I haven’t been able to stop thinking about this quote for the past few days. A Gothamist reporter heard these words from a woman waiting in line to get into an infamously raucous Manhattan dance club on Saturday night. The journalist was there to find out why people were still going out to bars and clubs where they could contract or spread the novel coronavirus, despite urgent warnings to avoid crowds from elected officials and journalists. “We’re 100 percent concerned. Definitely,” the woman told Gothamist. So why wasn’t she practicing social distancing? “Because I’m drunk! It’s my friend’s 25th birthday,” she replied.
It would be easy to dunk on this woman and every other young person who spent the night out instead of self-isolating. They put their own short-term interests ahead of the common good.
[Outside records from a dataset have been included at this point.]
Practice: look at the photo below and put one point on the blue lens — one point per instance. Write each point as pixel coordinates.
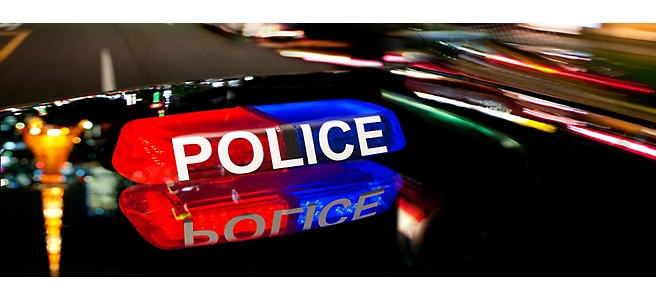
(316, 113)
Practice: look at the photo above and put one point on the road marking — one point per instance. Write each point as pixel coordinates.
(107, 80)
(10, 26)
(11, 46)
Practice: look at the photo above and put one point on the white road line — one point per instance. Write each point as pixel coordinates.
(107, 79)
(10, 26)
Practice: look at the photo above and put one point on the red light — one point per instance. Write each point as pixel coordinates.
(206, 212)
(145, 151)
(159, 215)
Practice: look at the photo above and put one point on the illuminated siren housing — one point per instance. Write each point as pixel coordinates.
(210, 211)
(251, 139)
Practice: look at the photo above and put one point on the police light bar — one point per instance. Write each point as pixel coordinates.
(211, 211)
(243, 140)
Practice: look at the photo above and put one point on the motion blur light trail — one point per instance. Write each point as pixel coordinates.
(51, 146)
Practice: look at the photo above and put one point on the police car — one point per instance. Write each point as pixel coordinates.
(424, 169)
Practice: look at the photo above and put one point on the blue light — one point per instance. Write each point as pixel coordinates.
(357, 179)
(316, 113)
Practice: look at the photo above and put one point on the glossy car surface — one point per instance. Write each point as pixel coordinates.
(513, 165)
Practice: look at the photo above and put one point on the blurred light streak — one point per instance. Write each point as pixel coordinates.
(53, 204)
(444, 116)
(554, 118)
(585, 77)
(506, 116)
(396, 58)
(417, 74)
(332, 59)
(543, 102)
(617, 141)
(566, 56)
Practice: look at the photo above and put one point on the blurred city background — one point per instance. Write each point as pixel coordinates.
(46, 62)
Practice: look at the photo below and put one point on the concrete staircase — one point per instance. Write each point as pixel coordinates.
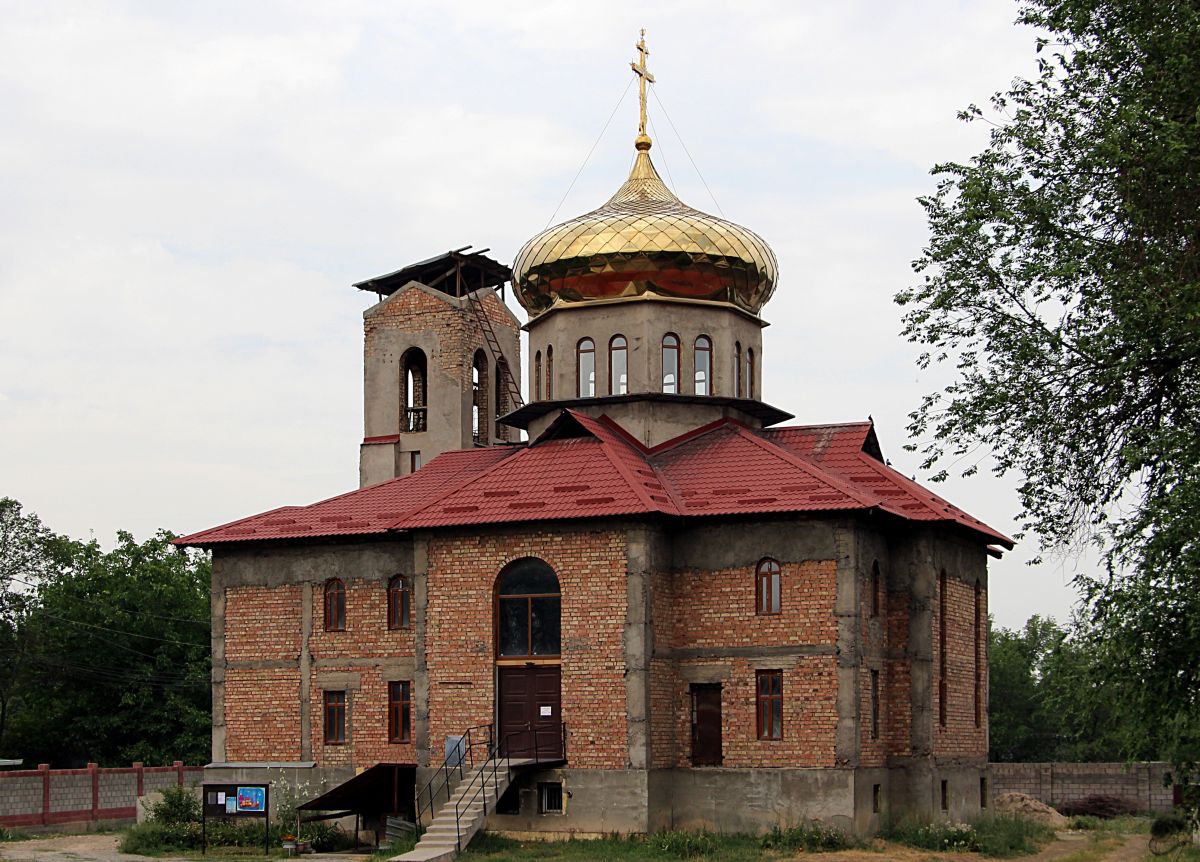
(444, 836)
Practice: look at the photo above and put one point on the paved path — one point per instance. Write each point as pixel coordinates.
(102, 848)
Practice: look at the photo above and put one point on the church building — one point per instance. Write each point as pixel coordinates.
(669, 604)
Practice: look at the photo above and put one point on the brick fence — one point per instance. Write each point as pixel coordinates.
(1141, 784)
(45, 796)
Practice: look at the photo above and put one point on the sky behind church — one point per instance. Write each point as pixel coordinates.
(191, 189)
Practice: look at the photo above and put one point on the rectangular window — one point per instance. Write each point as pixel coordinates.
(875, 705)
(335, 718)
(400, 711)
(550, 797)
(769, 686)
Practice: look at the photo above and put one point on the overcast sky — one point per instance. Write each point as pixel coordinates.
(190, 190)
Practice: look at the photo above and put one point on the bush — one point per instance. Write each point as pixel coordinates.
(813, 837)
(179, 804)
(154, 837)
(683, 844)
(1168, 825)
(1104, 807)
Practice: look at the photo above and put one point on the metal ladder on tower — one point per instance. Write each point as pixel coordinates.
(502, 366)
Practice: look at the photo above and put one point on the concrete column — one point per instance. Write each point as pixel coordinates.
(217, 605)
(420, 628)
(637, 638)
(305, 662)
(849, 648)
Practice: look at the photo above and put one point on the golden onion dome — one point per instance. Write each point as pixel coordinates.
(645, 240)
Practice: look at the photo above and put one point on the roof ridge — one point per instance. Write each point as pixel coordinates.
(191, 537)
(688, 436)
(899, 478)
(454, 488)
(639, 489)
(809, 467)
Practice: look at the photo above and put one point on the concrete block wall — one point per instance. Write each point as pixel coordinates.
(49, 797)
(1140, 784)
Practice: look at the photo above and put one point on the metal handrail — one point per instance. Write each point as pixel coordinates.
(465, 752)
(495, 755)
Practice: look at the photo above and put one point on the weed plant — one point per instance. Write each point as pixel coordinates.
(1002, 837)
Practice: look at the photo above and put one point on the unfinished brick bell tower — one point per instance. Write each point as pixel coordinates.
(441, 363)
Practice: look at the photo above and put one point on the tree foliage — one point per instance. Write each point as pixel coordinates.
(108, 657)
(1062, 283)
(1051, 699)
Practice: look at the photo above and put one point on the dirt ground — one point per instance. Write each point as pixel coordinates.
(102, 848)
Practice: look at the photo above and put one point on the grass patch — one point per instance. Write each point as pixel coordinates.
(999, 837)
(401, 845)
(663, 846)
(811, 837)
(1122, 825)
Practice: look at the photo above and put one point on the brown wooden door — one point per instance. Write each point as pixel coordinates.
(529, 702)
(706, 724)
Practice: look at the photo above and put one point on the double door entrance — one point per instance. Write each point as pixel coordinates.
(706, 724)
(531, 711)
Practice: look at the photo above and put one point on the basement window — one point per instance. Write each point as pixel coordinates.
(550, 797)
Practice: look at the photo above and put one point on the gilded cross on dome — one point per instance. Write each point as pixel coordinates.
(643, 75)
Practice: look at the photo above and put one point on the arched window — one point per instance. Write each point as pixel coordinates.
(586, 369)
(977, 630)
(737, 369)
(479, 397)
(400, 603)
(703, 365)
(335, 605)
(876, 586)
(671, 363)
(768, 587)
(618, 366)
(413, 390)
(502, 399)
(527, 610)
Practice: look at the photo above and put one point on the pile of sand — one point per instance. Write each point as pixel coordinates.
(1029, 807)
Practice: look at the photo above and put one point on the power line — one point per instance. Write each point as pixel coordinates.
(196, 621)
(120, 632)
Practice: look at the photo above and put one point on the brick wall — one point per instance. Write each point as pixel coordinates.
(960, 736)
(591, 568)
(715, 609)
(1140, 784)
(718, 608)
(46, 797)
(262, 713)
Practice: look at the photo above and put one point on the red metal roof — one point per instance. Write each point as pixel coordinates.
(582, 467)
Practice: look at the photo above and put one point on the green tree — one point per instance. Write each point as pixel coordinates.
(1062, 285)
(29, 555)
(105, 656)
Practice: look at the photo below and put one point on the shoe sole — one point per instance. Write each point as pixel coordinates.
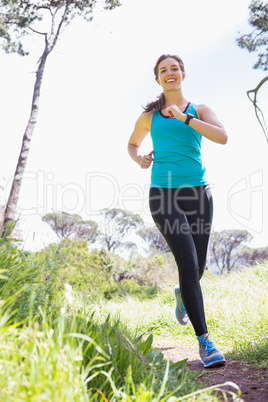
(214, 363)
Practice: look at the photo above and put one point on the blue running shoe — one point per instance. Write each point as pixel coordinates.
(180, 311)
(210, 356)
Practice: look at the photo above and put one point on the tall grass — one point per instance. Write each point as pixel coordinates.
(55, 348)
(236, 313)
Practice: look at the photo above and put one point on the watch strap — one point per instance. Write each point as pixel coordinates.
(188, 118)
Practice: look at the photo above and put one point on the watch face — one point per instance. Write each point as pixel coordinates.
(188, 118)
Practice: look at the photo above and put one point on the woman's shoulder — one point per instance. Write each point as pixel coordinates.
(146, 118)
(201, 110)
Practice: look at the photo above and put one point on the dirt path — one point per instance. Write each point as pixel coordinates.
(253, 383)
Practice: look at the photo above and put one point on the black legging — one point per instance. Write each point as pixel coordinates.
(184, 217)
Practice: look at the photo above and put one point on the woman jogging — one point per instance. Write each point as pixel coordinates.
(180, 198)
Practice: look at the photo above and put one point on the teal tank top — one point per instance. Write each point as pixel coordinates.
(177, 153)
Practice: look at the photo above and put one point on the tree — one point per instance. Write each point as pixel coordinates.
(66, 225)
(251, 256)
(257, 40)
(225, 246)
(117, 224)
(17, 19)
(154, 239)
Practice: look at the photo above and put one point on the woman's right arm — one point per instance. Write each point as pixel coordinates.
(141, 129)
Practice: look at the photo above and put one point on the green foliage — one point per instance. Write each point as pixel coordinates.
(69, 349)
(68, 355)
(67, 225)
(19, 18)
(224, 248)
(117, 224)
(154, 239)
(257, 39)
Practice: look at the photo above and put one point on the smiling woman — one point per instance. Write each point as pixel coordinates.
(180, 197)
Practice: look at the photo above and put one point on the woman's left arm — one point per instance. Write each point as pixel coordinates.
(207, 123)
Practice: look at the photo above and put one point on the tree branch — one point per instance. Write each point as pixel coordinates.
(257, 109)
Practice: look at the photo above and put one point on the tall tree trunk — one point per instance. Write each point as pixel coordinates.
(11, 206)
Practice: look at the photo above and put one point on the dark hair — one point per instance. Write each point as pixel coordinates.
(160, 101)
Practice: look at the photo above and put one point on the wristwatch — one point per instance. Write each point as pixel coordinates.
(188, 118)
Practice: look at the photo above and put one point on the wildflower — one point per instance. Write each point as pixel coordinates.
(77, 358)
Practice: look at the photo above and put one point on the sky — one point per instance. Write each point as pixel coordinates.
(97, 80)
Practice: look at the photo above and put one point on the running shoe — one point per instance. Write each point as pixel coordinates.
(210, 356)
(180, 311)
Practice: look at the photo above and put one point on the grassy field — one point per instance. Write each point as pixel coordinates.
(236, 313)
(66, 347)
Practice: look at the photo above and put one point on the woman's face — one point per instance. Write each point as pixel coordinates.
(170, 75)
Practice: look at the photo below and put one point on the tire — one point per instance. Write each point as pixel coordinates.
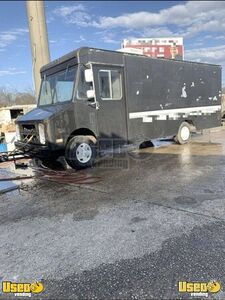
(184, 134)
(81, 152)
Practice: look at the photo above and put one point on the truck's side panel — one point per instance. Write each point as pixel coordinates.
(163, 93)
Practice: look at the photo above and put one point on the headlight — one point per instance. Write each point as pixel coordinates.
(41, 130)
(17, 132)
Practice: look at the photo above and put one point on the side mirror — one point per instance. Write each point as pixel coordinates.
(90, 94)
(88, 74)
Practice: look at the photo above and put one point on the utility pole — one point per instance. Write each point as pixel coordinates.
(38, 39)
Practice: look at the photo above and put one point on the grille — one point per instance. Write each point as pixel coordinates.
(29, 133)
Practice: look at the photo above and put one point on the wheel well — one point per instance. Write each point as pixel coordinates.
(81, 131)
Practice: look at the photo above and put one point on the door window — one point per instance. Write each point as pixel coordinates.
(110, 85)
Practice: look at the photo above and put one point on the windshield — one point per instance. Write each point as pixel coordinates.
(58, 87)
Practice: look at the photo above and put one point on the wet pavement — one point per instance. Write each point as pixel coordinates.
(156, 217)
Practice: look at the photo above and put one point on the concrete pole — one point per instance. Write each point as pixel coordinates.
(38, 39)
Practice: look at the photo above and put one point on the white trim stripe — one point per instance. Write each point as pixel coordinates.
(174, 113)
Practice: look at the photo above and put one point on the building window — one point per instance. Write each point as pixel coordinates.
(110, 85)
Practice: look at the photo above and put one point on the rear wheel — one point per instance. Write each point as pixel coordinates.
(184, 134)
(81, 151)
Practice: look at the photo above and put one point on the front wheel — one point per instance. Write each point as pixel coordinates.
(184, 134)
(81, 151)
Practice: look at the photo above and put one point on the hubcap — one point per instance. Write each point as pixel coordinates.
(185, 133)
(83, 153)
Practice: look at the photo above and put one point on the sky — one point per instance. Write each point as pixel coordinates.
(104, 24)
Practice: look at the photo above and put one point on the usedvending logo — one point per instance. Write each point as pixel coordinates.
(199, 288)
(22, 289)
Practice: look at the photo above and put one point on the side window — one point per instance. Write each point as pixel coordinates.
(83, 86)
(110, 85)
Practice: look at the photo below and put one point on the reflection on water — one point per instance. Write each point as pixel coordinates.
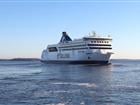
(34, 83)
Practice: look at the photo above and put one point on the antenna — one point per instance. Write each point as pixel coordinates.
(94, 33)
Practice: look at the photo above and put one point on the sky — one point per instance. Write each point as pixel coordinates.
(28, 26)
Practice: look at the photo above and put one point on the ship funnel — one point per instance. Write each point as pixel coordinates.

But the crowds in bars and clubs around the country this past weekend were a testament to the uselessness of suggestions, guidelines, and recommendations during a crisis, no matter how strongly worded. Governments exist to coordinate actions in situations where individuals are incapable of doing so on the scale required. If a situation is truly dire, then actions, not words, are the best way for elected officials to communicate that.
It’s a dynamic that’s so familiar as to be trite in climate politics. For decades, activists have been decrying the limitations of individual consumer choices, like cutting back on meat or buying an electric car, as a strategy for fighting climate change. Relying on people to do the right thing for the greater good is a losing strategy in an emergency, not because people are bad, but because they are human — and, just as importantly, because they live in systems that severely constrict their choices. Not everyone has the time, energy, and money to educate themselves about ways to reduce their personal carbon footprintor about ways to reduce the spread of COVID-19. Doing so is especially difficult in the face of deliberate misinformation campaigns arguing that climate change is natural, or that COVID-19 is just like the flu.
And most people will not do the right thing when their livelihood depends on doing the wrong thing. This is true of restaurant owners encouraging patrons to dine in during an outbreak of a highly infectious disease, and it’s also true of the refinery workers who fought desperately last month to keep a major oil refinery in Philadelphia from shutting down. Hell, some people won’t even do the right thing if it simply inconveniences them or interferes with their pleasure in some way — like people who fly places they could easily get to by train, or our friend standing in line outside the club on Saturday night.
At the end of the day, focusing on individual decisions tackles problems on the wrong scale. Systemic problems need systemic solutions. That is why many climate campaigns call for comprehensive policy changes such as banning fracking, regulating greenhouse gas emissions, or building clean energy infrastructure. Policymakers can address systemic problems on a scale that individuals simply can’t —and when they do, they signal to everyone else that those problems are worth taking seriously.
That’s why, on Sunday, New York City Mayor Bill de Blasio announced that all restaurants, bars, and clubs would be closed as of Tuesday morning (except for restaurant takeout and delivery). On Monday, New York Governor Andrew Cuomo moved that timeline up by 13 hours. These public servants finally realized that reducing the spread of COVID-19 is a task too urgent to leave up to people’s whims. When it comes to the climate crisis, though, we’re all still waiting for the government to do something that shows us we should be more concerned.